I picked this up a few weeks. Rides awsome. Its been awile since I've ridin', so its taking a bit to build up my gonads. A guy I spoke to who works at a bike shop where I live was praising Fireeye frames, I did some research,they looked alright, they are cromoly, not aluminum. So they are a bit heavier. I looked at STP's, P1's Kona's and Chases. All of them looked good,but the Fireeye Spitfire caught my eye. Something different. Doing reviews , there popular out in Western Canada and Australia. Let me know what you think.


----------



## Pantelis (Apr 4, 2006)

That looks awesome. I like the frame and pedals. What kind of fork is that, like a dirt jam? Also how much did that cost you, i've neever heard of fireeye.


----------



## dcass (Apr 28, 2007)

Those are Dirt Jams. I paid $1250 Canadian. I'm just getting back in to the BMX/ DJ scene. Its been 20 years since I've ridin' so I had a guy thats into the DJ scene quite heavely assemble it for me. i picked out some of the parts, but he picked out most. Its a solid bike. You can check out the frames at http://www.fireeye-bike.com/


----------



## snaky69 (Mar 8, 2005)

Those frames ride pretty damn well and are very well built, you made a good buy.


----------



## TXneedmountain (Feb 14, 2007)

awesome looking bike haven't heard of them but Snaky knows what he is talking about so if he compliments them then they are definetly good bikes.
Good looking bike!


----------



## snaky69 (Mar 8, 2005)

TXneedmountain said:


> awesome looking bike haven't heard of them but Snaky knows what he is talking about so if he compliments them then they are definetly good bikes.
> Good looking bike!


Two friends have those bikes, one has the 24inch the other the 26inch and they both ride very well. I feel very confident on their bikes, very predictable and they have some pretty nice POP to them too.


----------



## dakarider (May 24, 2008)




----------



## lifeisgood_skt (Mar 24, 2009)

I just bought a Fireeye bloodshot frame from CRC for dirt cheap. Can't wait for it to get here!

What do these frames weigh? Their website doesn't post the weight.

I know they are relatively heavy, but what is heavy, 6 pounds?

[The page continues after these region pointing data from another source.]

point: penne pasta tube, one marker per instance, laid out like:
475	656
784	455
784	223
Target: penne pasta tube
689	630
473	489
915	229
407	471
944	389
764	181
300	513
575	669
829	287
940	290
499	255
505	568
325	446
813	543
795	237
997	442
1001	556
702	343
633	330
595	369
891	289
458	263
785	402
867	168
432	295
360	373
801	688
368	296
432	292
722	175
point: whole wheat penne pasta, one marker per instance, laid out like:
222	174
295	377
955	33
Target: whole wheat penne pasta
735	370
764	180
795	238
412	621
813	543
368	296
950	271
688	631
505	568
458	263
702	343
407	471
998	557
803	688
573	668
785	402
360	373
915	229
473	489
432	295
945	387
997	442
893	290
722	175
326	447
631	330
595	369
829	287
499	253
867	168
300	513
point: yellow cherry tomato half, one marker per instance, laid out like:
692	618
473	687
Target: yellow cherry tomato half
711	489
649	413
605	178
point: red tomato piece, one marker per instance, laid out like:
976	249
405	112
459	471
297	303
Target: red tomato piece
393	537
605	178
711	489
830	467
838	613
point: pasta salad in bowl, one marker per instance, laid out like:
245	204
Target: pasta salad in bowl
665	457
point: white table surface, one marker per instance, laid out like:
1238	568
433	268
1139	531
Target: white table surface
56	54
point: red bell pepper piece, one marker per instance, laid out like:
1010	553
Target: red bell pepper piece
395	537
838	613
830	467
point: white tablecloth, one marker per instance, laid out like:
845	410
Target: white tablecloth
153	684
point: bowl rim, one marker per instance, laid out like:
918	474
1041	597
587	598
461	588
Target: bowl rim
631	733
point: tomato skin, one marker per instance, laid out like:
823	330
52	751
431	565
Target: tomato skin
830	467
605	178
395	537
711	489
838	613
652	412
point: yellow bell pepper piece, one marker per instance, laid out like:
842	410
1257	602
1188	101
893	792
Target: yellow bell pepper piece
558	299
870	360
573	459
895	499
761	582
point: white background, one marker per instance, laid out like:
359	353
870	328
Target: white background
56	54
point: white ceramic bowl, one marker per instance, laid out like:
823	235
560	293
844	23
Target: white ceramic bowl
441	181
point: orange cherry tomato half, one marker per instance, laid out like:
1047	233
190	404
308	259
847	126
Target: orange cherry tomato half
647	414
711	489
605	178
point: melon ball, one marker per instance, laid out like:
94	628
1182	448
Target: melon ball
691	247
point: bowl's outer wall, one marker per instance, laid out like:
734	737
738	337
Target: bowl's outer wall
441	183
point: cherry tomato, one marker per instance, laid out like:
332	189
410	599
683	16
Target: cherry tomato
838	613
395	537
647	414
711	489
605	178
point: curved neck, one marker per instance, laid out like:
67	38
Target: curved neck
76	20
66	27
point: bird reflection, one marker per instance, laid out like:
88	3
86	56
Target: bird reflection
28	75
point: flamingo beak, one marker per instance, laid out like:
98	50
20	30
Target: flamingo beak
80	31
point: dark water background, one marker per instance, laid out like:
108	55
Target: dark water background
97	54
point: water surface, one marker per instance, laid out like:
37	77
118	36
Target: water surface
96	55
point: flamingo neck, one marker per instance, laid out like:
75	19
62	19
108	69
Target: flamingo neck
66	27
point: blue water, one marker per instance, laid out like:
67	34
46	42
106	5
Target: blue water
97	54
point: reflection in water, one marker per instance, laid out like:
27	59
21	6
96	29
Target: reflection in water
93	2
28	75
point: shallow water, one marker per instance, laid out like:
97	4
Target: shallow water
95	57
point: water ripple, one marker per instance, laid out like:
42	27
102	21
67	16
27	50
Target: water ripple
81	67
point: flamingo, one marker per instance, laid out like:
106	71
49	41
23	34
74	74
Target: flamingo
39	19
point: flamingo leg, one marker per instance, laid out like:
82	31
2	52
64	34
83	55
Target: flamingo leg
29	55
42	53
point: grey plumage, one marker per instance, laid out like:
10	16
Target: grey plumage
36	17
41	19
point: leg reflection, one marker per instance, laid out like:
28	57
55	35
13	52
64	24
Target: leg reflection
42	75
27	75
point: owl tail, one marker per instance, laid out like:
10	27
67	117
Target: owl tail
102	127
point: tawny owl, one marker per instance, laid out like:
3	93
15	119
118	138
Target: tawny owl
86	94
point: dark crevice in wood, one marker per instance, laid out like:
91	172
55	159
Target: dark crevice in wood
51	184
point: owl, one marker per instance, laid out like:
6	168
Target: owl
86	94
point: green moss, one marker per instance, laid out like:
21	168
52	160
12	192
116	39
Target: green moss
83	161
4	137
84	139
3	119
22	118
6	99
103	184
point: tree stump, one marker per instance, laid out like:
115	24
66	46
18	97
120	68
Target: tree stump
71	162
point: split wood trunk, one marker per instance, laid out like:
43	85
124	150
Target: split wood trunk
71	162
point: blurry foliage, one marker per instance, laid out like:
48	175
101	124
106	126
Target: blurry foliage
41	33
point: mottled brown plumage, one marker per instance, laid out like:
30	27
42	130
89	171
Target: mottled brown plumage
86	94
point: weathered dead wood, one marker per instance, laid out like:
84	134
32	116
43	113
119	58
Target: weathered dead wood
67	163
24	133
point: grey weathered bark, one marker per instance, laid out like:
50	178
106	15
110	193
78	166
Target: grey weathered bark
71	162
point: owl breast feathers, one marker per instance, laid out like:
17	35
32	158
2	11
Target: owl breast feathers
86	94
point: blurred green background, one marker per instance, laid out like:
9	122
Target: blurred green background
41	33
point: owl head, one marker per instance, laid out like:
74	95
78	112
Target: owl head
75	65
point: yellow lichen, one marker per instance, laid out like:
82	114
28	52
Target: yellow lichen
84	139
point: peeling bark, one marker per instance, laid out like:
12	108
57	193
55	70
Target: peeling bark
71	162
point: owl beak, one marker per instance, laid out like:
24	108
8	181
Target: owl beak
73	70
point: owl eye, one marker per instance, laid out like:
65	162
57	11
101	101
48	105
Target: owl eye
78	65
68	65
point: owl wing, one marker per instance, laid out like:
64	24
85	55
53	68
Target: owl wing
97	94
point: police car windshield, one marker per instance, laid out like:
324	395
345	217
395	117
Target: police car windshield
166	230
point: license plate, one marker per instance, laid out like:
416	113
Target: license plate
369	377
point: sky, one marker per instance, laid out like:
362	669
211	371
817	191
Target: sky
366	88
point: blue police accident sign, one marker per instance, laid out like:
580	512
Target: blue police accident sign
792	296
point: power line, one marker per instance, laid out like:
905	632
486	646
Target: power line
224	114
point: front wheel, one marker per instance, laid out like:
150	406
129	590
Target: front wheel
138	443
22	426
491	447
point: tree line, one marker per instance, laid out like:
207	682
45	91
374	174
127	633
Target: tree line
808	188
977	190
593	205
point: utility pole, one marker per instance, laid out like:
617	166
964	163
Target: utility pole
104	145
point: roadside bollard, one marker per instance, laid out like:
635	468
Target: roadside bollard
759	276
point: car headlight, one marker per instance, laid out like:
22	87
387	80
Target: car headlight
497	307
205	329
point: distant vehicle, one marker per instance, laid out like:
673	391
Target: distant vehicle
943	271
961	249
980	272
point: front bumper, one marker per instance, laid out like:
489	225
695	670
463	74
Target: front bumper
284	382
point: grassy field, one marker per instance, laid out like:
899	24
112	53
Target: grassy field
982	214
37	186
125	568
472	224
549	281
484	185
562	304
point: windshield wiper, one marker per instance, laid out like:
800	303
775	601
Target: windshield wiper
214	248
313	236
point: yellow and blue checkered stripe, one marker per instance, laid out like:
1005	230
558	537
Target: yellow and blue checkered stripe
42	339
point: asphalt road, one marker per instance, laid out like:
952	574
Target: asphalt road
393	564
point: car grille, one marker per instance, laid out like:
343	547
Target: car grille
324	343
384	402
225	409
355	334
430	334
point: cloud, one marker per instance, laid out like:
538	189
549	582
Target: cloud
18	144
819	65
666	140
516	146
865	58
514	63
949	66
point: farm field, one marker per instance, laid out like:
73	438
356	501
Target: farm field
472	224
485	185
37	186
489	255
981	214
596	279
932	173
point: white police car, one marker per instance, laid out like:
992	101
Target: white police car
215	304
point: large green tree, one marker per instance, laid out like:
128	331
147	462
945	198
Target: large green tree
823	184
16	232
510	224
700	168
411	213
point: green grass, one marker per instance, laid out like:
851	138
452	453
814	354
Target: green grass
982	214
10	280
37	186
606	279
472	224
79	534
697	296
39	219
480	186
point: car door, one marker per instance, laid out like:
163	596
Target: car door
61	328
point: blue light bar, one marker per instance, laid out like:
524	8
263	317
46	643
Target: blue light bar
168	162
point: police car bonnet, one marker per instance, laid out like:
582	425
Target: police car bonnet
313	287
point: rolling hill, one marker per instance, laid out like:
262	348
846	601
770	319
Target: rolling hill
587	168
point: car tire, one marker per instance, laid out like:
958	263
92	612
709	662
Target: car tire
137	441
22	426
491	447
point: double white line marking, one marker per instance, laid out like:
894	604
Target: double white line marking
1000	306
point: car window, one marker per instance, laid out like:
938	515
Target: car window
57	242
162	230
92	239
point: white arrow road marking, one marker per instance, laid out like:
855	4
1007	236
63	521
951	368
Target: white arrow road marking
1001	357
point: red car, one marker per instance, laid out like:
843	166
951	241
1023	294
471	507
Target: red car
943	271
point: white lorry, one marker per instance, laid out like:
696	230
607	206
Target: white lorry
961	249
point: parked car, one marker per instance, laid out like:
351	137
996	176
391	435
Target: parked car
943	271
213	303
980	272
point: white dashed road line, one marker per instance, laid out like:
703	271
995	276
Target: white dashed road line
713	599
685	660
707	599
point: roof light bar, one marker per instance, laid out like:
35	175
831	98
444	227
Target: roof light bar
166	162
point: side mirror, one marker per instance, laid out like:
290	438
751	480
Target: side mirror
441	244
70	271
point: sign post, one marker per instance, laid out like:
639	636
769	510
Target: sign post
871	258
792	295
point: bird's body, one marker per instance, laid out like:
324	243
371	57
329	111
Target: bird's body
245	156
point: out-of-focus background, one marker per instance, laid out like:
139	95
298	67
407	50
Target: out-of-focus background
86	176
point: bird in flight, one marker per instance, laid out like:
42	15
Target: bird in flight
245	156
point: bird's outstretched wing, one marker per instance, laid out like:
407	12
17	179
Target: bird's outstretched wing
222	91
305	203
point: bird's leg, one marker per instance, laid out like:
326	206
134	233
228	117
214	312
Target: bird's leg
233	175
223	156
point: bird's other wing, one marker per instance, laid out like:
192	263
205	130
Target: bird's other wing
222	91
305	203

Guess we will see in a week.


----------



## the_godfather (Jan 19, 2007)

they are the massive indestructible frame yes? 
i would expect well over 6lbs looking at 6.5lbs i would say if your lucky. i could be wrong though
did they not have any static bikes evil twin left. that was on sale for 150 last time i looked and those frames looked pretty decent. real nice geo super clean look about them
i do like the fire eye but i think they are a bit expensive for what they are £200+ for semi-decent frame when there are better alternative out there i think
thats just my opinion though.


----------



## lifeisgood_skt (Mar 24, 2009)

I am building a budget ride cause I have a crappy job. The Fire Eye Bloodshot frame was 120 U.S. dollars, but the exchange rate was really good that day. (maybe 90 pounds?) I just couldn't pass it up, they gave me free shipping too. You can't even buy a decent wheel for 120 dollars.

We will see, if it is 6.5 lbs like the Azonic Steelhead frame then I'll be very happy.


----------



## the_godfather (Jan 19, 2007)

ahhh. you got one of them flood sale ones im guessing
good buy for that price tbh


----------



## lifeisgood_skt (Mar 24, 2009)

Ya it said flood but I didn't know what the hell that was. And it helps that the pound has lost 30 percent of its value recently (compared to the dollar).

I never understood why people buy toys that are too expensive to use. This Fire Eye is going to get thrashed around.


----------



## mrflob (Sep 6, 2016)

anyone intrested in a fireeye spitfire, gonnna be selling one soon


----------